My good friend Ashley Boroda, a stand-up comedian, scriptwriter & agent once told me of a gig he did years ago in a smokey basement club in London. It seemed to go pretty well – plenty of laughs and a great atmosphere – but during the performance one thing had unsettled him.
Throughout the whole set he had noticed a large man stood at the back, his arms folded and wearing a very serious expression. “Why wasn’t I getting through to him?” Ashley thought. A while later this same man, face fixed in the same position, walked across the room towards Ashley. My friend braced himself.
“Really enjoyed that, mate. Nice one,” said the man.
Now Ashley’s a funny guy and of course there are plenty of people who speak in a manner that thoroughly deserves a blank expression from the listener! But it’s also true that many people just don’t react to whatever is said; they’re poor listeners because they’re not giving the feedback people need to relax and open up.
Think about it – how does it feel when you get no reaction from the person you’re talking to? You might be in an interview or a networking conversation and you’re getting the kind of blank expression that poker players favour – like the dastardly Lechiffre in the Casino Royale Bond movie.
You might say, “Ah that’s the point, I want to test someone, unsettle them and see how they respond.” Well, if that’s your intention, fine. But for the most part non-reactive listening simply makes a conversation dry up.
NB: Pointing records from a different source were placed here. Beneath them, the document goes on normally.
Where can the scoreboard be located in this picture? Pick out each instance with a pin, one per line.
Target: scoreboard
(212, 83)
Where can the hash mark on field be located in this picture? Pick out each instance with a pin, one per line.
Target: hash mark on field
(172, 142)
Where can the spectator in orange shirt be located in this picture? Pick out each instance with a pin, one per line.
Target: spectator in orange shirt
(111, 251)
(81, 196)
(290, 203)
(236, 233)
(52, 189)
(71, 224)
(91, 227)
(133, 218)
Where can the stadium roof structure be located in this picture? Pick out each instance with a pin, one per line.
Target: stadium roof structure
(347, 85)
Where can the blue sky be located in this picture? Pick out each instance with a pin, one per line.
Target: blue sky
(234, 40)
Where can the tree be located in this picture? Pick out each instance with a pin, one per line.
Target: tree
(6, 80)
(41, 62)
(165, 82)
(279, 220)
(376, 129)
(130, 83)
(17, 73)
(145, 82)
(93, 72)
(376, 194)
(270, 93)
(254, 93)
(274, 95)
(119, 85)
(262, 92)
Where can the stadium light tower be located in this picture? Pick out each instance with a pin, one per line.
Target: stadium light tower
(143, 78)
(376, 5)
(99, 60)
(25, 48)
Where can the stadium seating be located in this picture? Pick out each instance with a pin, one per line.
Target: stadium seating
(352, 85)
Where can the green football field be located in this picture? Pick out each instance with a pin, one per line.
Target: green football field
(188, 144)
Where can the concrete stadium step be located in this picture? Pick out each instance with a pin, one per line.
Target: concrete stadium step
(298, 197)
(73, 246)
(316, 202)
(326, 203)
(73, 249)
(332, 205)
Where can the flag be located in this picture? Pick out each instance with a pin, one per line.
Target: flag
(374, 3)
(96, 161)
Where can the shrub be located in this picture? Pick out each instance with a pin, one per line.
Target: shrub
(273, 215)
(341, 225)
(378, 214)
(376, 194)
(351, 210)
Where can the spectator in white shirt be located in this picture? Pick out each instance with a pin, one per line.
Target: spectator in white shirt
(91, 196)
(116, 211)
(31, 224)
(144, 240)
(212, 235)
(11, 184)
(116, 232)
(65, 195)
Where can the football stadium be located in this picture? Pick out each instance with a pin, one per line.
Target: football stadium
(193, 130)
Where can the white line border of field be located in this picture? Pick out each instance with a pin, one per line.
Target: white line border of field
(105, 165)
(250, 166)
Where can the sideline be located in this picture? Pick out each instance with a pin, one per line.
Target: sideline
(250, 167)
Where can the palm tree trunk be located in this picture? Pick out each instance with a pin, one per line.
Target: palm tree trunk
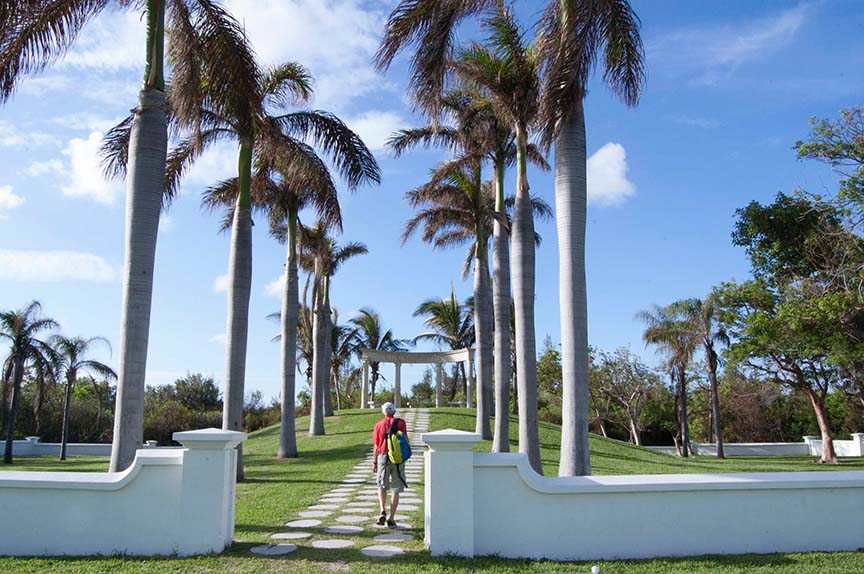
(70, 380)
(239, 289)
(17, 377)
(715, 400)
(290, 315)
(501, 301)
(570, 214)
(483, 339)
(145, 182)
(319, 338)
(523, 296)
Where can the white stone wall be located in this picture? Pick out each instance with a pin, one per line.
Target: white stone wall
(497, 505)
(811, 446)
(169, 502)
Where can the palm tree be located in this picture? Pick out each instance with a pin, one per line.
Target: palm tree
(21, 330)
(507, 72)
(71, 354)
(372, 336)
(669, 329)
(450, 323)
(703, 317)
(323, 257)
(573, 34)
(202, 35)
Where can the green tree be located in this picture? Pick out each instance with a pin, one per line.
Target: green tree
(71, 358)
(21, 329)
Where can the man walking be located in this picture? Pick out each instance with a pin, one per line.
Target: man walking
(388, 476)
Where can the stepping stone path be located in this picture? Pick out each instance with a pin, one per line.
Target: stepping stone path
(351, 509)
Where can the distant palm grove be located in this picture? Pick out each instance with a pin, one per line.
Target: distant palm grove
(772, 358)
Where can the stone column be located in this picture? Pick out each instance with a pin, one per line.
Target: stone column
(469, 373)
(364, 392)
(439, 383)
(397, 387)
(207, 489)
(857, 444)
(449, 487)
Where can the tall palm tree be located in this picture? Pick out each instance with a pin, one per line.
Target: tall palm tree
(573, 34)
(703, 317)
(71, 356)
(507, 70)
(450, 323)
(669, 329)
(21, 329)
(32, 35)
(371, 335)
(323, 257)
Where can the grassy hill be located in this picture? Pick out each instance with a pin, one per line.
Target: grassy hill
(274, 491)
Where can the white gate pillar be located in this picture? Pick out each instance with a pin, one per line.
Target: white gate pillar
(364, 393)
(439, 382)
(469, 373)
(397, 387)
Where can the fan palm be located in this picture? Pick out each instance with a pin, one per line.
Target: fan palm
(202, 36)
(450, 324)
(372, 336)
(21, 330)
(703, 317)
(507, 71)
(323, 257)
(71, 357)
(573, 34)
(669, 329)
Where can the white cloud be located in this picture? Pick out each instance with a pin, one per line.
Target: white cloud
(710, 54)
(274, 288)
(336, 39)
(85, 175)
(375, 127)
(220, 284)
(8, 200)
(55, 266)
(607, 176)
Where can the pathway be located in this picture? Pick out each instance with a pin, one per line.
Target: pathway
(344, 516)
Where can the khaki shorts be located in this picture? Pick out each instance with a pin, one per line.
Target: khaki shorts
(390, 476)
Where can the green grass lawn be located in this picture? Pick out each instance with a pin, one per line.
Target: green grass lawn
(274, 491)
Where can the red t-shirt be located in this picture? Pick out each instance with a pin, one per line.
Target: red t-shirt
(379, 438)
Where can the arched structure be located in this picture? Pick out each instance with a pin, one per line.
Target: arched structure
(399, 358)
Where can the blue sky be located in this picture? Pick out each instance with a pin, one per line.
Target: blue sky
(730, 88)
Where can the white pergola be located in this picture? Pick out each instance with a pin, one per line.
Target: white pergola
(399, 358)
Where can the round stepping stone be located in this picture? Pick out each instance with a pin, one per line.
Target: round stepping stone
(400, 526)
(290, 535)
(274, 549)
(332, 543)
(314, 513)
(351, 519)
(382, 551)
(392, 537)
(302, 523)
(343, 529)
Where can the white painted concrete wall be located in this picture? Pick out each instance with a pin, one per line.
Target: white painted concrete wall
(170, 501)
(811, 446)
(497, 505)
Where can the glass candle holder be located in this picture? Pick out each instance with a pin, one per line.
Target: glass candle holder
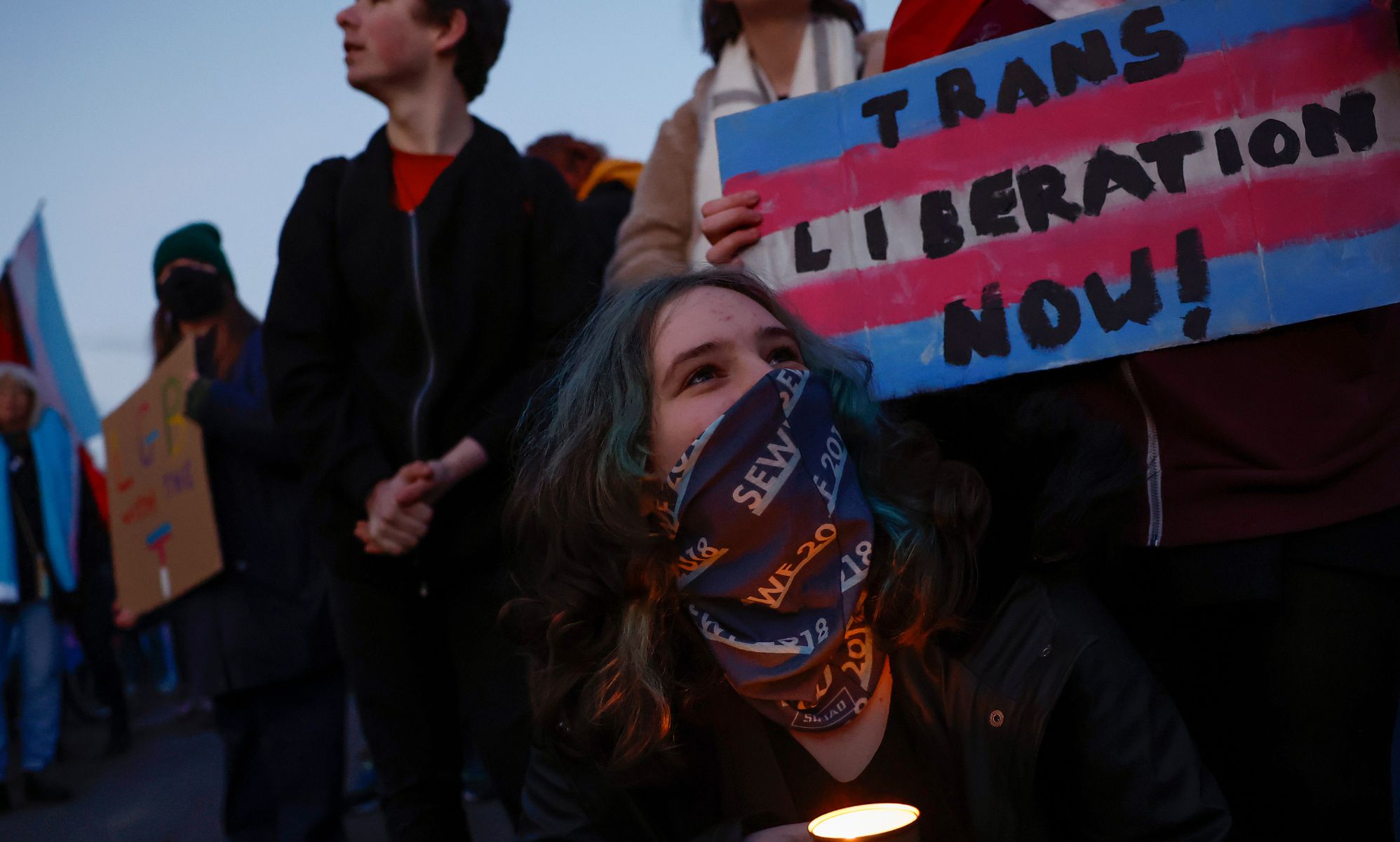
(867, 823)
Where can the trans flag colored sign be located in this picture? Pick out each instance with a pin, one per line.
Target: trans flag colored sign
(1140, 177)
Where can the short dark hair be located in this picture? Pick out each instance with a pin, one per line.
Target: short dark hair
(480, 46)
(720, 21)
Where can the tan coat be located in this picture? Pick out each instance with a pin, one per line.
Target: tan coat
(656, 237)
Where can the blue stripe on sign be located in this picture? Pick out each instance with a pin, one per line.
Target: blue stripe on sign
(1308, 282)
(1238, 300)
(1305, 282)
(821, 126)
(159, 533)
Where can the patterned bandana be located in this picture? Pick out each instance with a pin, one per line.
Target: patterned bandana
(773, 541)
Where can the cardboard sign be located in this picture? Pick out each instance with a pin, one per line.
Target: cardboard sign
(1147, 175)
(164, 538)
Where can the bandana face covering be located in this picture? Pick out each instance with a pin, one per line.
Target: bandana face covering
(773, 541)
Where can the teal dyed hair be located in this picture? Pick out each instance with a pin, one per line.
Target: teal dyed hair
(612, 648)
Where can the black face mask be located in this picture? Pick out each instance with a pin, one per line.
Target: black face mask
(191, 293)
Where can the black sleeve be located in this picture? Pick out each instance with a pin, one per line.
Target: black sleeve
(569, 801)
(307, 347)
(560, 295)
(1116, 761)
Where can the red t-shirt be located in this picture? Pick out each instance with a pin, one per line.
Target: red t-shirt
(927, 28)
(413, 177)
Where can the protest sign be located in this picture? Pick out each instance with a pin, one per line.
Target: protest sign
(164, 538)
(1134, 178)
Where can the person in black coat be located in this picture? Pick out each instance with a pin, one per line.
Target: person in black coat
(258, 635)
(779, 625)
(422, 289)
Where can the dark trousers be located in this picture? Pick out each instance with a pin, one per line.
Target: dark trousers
(285, 760)
(426, 670)
(94, 629)
(1283, 655)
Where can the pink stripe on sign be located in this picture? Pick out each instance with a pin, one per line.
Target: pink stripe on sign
(1277, 70)
(1314, 203)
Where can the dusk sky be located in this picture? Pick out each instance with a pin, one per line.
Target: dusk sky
(129, 119)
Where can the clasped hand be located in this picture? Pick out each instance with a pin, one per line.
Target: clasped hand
(399, 509)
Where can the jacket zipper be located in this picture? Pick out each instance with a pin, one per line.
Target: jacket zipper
(416, 417)
(1154, 464)
(416, 414)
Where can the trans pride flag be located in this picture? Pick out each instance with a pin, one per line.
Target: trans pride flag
(1140, 177)
(46, 342)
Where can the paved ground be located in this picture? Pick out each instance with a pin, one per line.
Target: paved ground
(167, 789)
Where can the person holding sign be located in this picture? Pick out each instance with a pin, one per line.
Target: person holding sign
(48, 523)
(1260, 576)
(422, 289)
(763, 51)
(258, 635)
(751, 608)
If the purpose of an exchange is to get people to open up, find common ground and maybe build a relationship it helps neither party.
The listener’s reaction is the vital feedback you need to see how you’re doing when you’re talking. It tells you if they’re getting it, liking it, disagreeing with you, or getting confused. It gives you the indicators you need to either continue in the same vein or change tack.
If you’ve had some training in listening skills you’ll know that it’s very much an active thing, not at all a matter of standing back and soaking up what’s thrown at you. Great listeners are actively engaged in the conversation, nodding, uumming, asking questions, making facial gestures and summarising what they think. Listening deeply is hard work.
So why are some people failing to listen in this way? It’s largely because they never get any feedback on their lack of feedback! That’s why it’s worth swallowing some pride and asking people to assess your performance as a listener. Get some professional help through some role plays and watch how good (and poor) listeners perform in real life.
Developing great listening skills and dumping the poker face will help you get better material from your conversational partner. It takes a bit of practice of course – at first it will feel unnatural and can appear forced and inauthentic. But after a while people will feel more encouraged when they talk to you; they’ll start to trust you and confide in you, the bedrock of solid, long-lasting relationships.